The Chinese archaeologists suspect that the earthquake was only the final cause of the event, the way for which was prepared by years of severe erosion upslope, caused by careless farming. If this is so, it is an important piece of information about the Neolithic cultures of that region. Archaeologists in many areas find that Neolithic settlement seems to have begun in an unsustainable way, leading to a major fall in the population later on.

This picture of an adult cradling a child was released last summer, and Chinese news outlets said it was a mother who had been trying to protect her son. Sadly, DNA study reveals that these two people were not closely related. Or maybe that's even better; in this village adults grabbed up children and tried to protect them whether they were their own offspring or not.

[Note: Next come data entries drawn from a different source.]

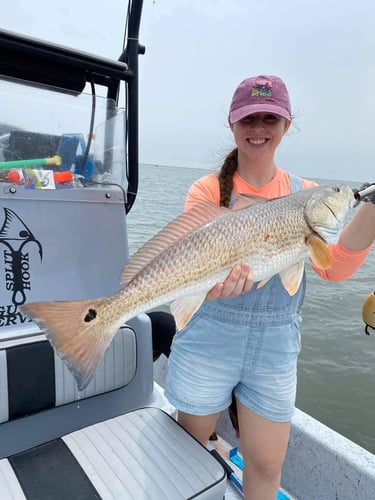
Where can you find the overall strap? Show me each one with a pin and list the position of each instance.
(295, 183)
(232, 200)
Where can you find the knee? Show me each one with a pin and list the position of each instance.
(266, 470)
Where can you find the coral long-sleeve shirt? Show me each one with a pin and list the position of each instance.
(345, 262)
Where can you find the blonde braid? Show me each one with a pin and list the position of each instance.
(225, 177)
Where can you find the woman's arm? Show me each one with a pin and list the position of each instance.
(353, 246)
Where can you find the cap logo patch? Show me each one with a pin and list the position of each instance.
(261, 88)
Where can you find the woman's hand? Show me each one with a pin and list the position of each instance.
(239, 280)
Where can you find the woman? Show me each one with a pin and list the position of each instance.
(245, 339)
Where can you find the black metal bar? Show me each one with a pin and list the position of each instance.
(133, 49)
(60, 67)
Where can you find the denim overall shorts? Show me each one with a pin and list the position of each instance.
(248, 344)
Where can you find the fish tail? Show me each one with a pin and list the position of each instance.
(76, 333)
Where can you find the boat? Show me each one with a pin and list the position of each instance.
(69, 177)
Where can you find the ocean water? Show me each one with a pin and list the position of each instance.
(336, 372)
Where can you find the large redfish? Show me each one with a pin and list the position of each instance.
(189, 256)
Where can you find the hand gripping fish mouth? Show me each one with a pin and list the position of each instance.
(182, 262)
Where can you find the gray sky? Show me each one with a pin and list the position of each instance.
(197, 51)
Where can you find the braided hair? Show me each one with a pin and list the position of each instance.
(225, 177)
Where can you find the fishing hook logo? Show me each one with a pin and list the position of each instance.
(15, 236)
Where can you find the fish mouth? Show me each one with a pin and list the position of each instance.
(332, 212)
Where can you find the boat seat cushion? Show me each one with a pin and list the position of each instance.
(143, 454)
(33, 378)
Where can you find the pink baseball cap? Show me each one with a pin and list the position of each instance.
(260, 94)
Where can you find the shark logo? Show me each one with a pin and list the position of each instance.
(15, 236)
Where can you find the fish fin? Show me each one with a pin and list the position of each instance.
(291, 278)
(263, 282)
(200, 214)
(184, 308)
(247, 200)
(75, 334)
(319, 252)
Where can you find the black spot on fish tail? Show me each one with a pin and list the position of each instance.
(90, 315)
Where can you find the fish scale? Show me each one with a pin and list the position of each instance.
(188, 257)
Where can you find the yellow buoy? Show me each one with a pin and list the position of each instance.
(368, 312)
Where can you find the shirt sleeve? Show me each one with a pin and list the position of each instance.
(344, 262)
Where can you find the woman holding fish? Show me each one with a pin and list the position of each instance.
(245, 337)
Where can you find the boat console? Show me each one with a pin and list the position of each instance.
(68, 178)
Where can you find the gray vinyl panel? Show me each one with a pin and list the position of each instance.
(146, 455)
(116, 370)
(4, 406)
(9, 486)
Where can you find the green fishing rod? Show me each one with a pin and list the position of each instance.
(53, 160)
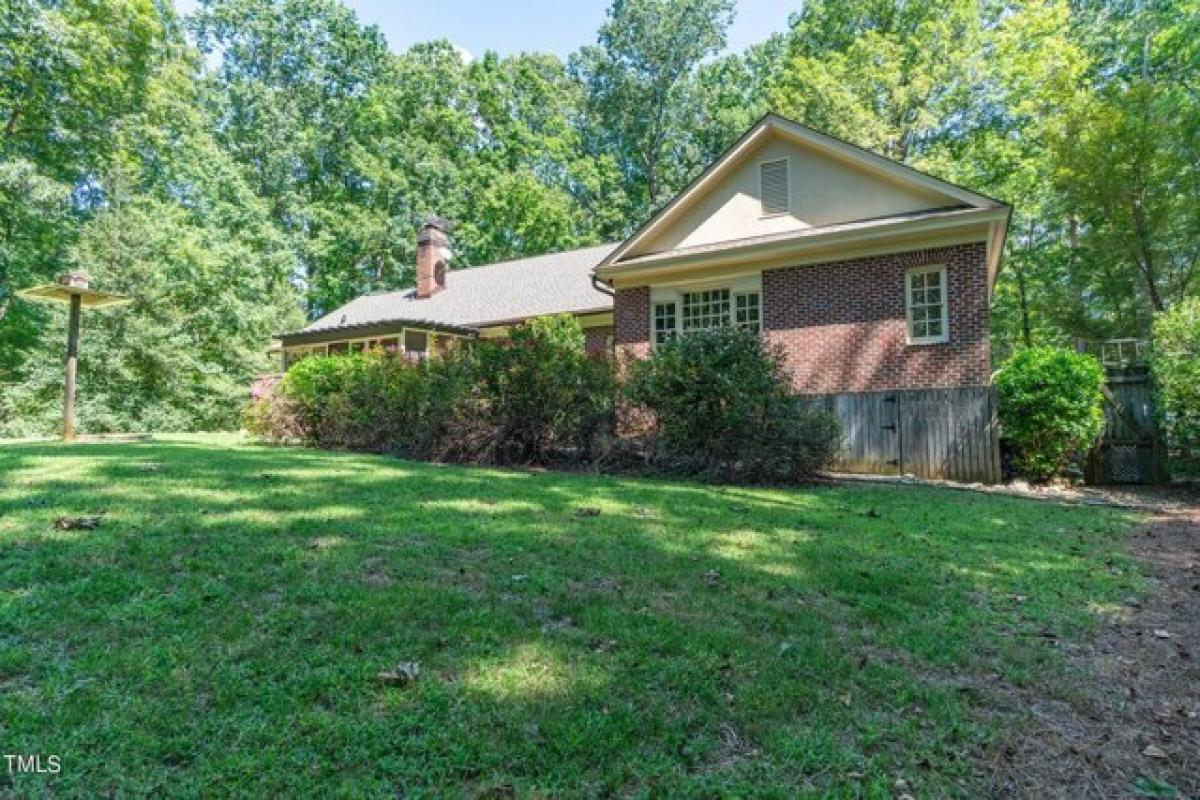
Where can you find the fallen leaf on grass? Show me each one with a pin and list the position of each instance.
(78, 523)
(1155, 751)
(405, 673)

The people of Lajia lived in semi-subterranean pit houses, the walls and floors covered with a mix of plaster and straw. Plan of the house called F4. The excavators estimate that the village contained about 400 such houses.

And photo. Since 14 skeletons were found in this house, it seems that people rushed to take shelter there.

Other finds at the site have included pottery kilns, oracle bones, lots of pottery (big jars, medium sized jars, wine vessels, large and small bowls, cups), stone tools (knives, axes, adzes, chisels, plate-shaped tools, choppers, scrappers, hammer stones, gravels, heads of scepters, arrowheads, and a jade knife with a blade 30 cm (1 foot) long) and a handful of badly corroded bronze or copper objects.

One of the most famous finds from the site was what appeared to be noodles (above). This made it into Nature, since these would be by far the world's oldest noodles. Analysis suggested that they were made of ground millet. But this conclusion has been challenged by people who point out that 1) the ancient Chinese almost always ate millet whole, and anyway no grindstones have been reported from Lajia; and 2) millet has no gluten, the protein that makes flour elastic enough to be stretched into noodles. But if those aren't noodles, what are they? A bit of a mystery.

Anyway it is a wonderful site, giving us an amazing glimpse into life 4000 years ago, and the catastrophe that brought life to an end for many of Lajia's people.